This is the ninth article in my series of articles on Python for NLP. In the previous article, we saw how Python's Pattern library can be used to perform a variety of NLP tasks ranging from tokenization to POS tagging, and text classification to sentiment analysis. Before that we explored the TextBlob library for performing similar natural language processing tasks.
In this article, we will explore StanfordCoreNLP library which is another extremely handy library for natural language processing. We will see different features of StanfordCoreNLP with the help of examples. So before wasting any further time, let's get started.
Setting up the Environment
The installation process for StanfordCoreNLP is not as straightforward as the other Python libraries. As a matter of fact, StanfordCoreNLP is a library that's actually written in Java. Therefore make sure you have Java installed on your system. You can download the latest version of Java freely.
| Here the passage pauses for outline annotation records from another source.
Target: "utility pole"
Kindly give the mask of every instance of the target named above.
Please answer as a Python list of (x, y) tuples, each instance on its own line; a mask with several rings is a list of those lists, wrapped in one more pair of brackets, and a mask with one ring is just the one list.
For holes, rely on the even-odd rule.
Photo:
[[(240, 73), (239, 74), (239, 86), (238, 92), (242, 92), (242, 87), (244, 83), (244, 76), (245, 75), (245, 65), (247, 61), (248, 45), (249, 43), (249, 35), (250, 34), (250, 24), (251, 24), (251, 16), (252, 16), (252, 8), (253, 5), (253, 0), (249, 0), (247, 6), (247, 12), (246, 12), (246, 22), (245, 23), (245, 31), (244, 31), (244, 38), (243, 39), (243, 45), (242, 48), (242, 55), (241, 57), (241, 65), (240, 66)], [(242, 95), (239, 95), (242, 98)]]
Once you have Java installed, you need to download the JAR files for the StanfordCoreNLP libraries. The JAR file contains models that are used to perform different NLP tasks. To download the JAR files for the English models, download and unzip the folder located at the official StanfordCoreNLP website.
Next thing you have to do is run the server that will serve the requests sent by the Python wrapper to the StanfordCoreNLP library. Navigate to the path where you unzipped the JAR files folder. Navigate inside the folder and execute the following command on the command prompt:
$ java -mx6g -cp "*" edu.stanford.nlp.pipeline.StanfordCoreNLPServer -timeout 10000
The above command initiates the StanfordCoreNLP server. The parameter -mx6g
specifies that the memory used by the server should not exceed 6 gigabytes. It is important to mention that you should be running a 64-bit system in order to have a heap as big as 6GB. If you are running a 32-bit system, you might have to reduce the memory size dedicated to the server.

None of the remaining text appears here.